Le couvre-feu tel qu’instauré par les autorités dans le cadre de la prévention contre la deuxième vague de la Covid-19 est un confinement partiel de 8 heures qui va causer des dégâts sur le tissu économique et social de la RDC. C’est ce qu’a affirmé l’Observatoire de la dépense publique (ODEP), dans un communiqué rendu public hier mardi 22 décembre.

La déclaration de l’ODEP est consécutive aux mesures prises par les autorités du pays dans le cadre de la prévention contre la deuxième vague de la Covid-19. D’après cet Observatoire, en effet, plus d’une dizaine de secteurs importants de la vie nationale seront concernés par les effets qu’entraînerait le couvre-feu, institué de 21 heures à 5 heures sur toute l’étendue du territoire nationale.

Parmi ces secteurs figurent le Plan, la Santé, l’Energie, le Transport, l’Economie, le Budget, les Finances, la Sécurité alimentaire, l’Environnement, l’Action humanitaire, le Travail et prévoyance sociale, l’industrie, le Commerce, etc.

Fort de ce constat, cette Ong spécialisée dans le contrôle citoyen appelle le Gouvernement à évaluer et à prendre en charge ces dégâts économiques et sociaux dans le coût du Programme multisectoriel d’urgence d’atténuation des Impacts de la Covid-19 (PMUAIC) à court et moyen terme.

Nonobstant cette prévision malheureuse, l’Ong salue les mesures prises par les autorités et encourage tous les scientifiques, dont les résultats des recherches peuvent contribuer à trouver des remèdes contre la pandémie de la Covid-19, à s’y lancer.

BOOSTER LA MOBILISATION DES RECETTES

L’ODEP a saisi cette occasion pour proposer au Gouvernement quelques réformes importantes pour booster la mobilisation des recettes en RDC. Il recommande un encadrement très contraignant des régies financières par une surveillance au quotidien des institutions supérieures de contrôle, dont la Cour des comptes et l’inspection générale des finances (IGF).

L’ODEP préconise aussi la réhabilitation de tous les contrôles, administratifs, juridictionnels et parlementaires.
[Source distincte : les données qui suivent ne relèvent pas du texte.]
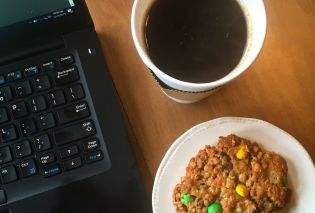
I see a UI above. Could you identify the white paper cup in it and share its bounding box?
[131,0,266,103]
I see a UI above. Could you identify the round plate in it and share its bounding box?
[152,117,315,213]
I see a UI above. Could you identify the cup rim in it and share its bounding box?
[131,0,267,92]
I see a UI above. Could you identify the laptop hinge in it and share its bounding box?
[0,38,65,66]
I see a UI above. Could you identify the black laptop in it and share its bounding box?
[0,0,151,213]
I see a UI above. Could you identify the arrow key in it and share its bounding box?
[42,164,61,178]
[85,151,103,163]
[64,157,82,171]
[60,145,79,159]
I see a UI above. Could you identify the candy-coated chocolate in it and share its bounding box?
[236,145,247,160]
[235,183,248,197]
[180,193,192,205]
[208,203,223,213]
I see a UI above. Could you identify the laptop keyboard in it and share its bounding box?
[0,54,110,196]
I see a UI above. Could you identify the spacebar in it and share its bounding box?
[53,120,96,145]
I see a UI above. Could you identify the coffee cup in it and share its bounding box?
[131,0,266,103]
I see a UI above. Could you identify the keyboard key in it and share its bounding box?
[15,80,33,98]
[0,107,9,123]
[39,153,56,165]
[0,146,12,164]
[60,146,79,159]
[42,61,56,71]
[0,86,13,104]
[20,118,37,136]
[24,66,39,77]
[31,95,47,112]
[0,166,18,184]
[34,75,51,91]
[7,71,23,82]
[54,66,80,86]
[54,121,96,145]
[34,134,51,152]
[0,124,18,142]
[85,151,103,163]
[57,102,90,124]
[64,157,82,171]
[11,101,28,118]
[49,90,66,107]
[14,140,32,158]
[39,112,56,130]
[0,75,6,85]
[59,55,74,66]
[69,84,85,101]
[20,159,37,177]
[83,139,100,151]
[42,164,61,178]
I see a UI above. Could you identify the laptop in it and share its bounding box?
[0,0,148,212]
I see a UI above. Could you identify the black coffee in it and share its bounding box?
[144,0,247,83]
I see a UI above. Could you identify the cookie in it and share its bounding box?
[173,135,290,213]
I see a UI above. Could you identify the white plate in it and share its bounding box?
[152,117,315,213]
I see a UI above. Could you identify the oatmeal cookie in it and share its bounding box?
[173,135,290,213]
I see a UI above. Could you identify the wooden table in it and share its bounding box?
[87,0,315,197]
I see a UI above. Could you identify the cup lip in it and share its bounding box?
[131,0,267,92]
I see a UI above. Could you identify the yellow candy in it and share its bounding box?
[236,146,247,160]
[235,183,248,197]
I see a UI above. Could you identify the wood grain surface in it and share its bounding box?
[86,0,315,196]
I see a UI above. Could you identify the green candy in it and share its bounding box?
[208,203,223,213]
[180,193,192,205]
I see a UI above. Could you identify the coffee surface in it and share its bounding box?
[144,0,247,83]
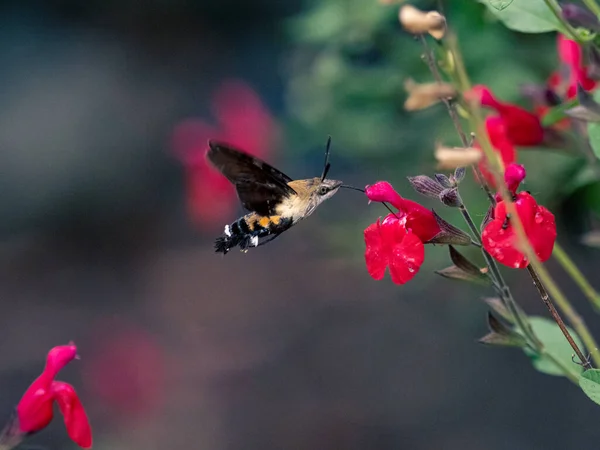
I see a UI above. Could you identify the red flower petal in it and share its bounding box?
[481,192,556,268]
[364,220,388,280]
[17,342,77,433]
[365,214,425,284]
[365,181,441,242]
[390,232,425,284]
[52,381,92,448]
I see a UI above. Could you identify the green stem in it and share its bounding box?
[459,204,543,352]
[583,0,600,17]
[527,264,592,370]
[552,242,600,311]
[540,350,579,386]
[544,0,581,43]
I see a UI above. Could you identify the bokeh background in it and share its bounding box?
[0,0,600,450]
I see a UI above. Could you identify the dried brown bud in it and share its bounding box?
[398,5,446,39]
[435,145,483,169]
[404,78,456,111]
[439,188,462,208]
[408,175,444,198]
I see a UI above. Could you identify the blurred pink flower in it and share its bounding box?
[17,342,92,448]
[172,80,278,229]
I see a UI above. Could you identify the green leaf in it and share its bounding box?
[479,0,563,33]
[542,99,578,127]
[579,369,600,405]
[524,317,585,376]
[588,91,600,158]
[488,0,513,11]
Il insiste sur la nécessité de doter tous ces instruments d’encadrement des finances publiques de moyens matériels, humains, techniques conséquents pour sécuriser la mobilisation des recettes.

Cette Ong conseille aussi au Gouvernement de mettre fin aux exonérations fantaisistes en révisant tous les régimes fiscaux d’exception et de placer toutes les exonérations sous surveillance et contrôle de la Cour des comptes et de l’IGF.

Elle plaide, par ailleurs, pour une bonne collaboration entre l’Agence de prévention et de lutte contre la corruption (APLC) et les autres acteurs de la lutte contre la corruption notamment le pouvoir judiciaire, les institutions étatiques de la lutte, la société civile et le secteur privé.

L’ODEP pense, enfin, que pour accroître la mobilisation des recettes, il faut réduire drastiquement le train de vie de l’État, réduire de 80% les effectifs du cabinet du président de la République, du Premier ministre et des ministres.

“Il faut aussi penser à dépouiller la Présidence de toutes les cellules qui l’entourent et dont les activités relèvent des ministères. Il faut récupérer toutes les dépenses obscures inscrites au budget en faveur de la riposte contre la Covid-19”, a écrit le PCA de l’ODEP Florimond Muteba.

A l’en croire, toutes ces mesures peuvent permettre un réel encadrement et une mobilisation des recettes de l’ordre de 6,8 milliards $.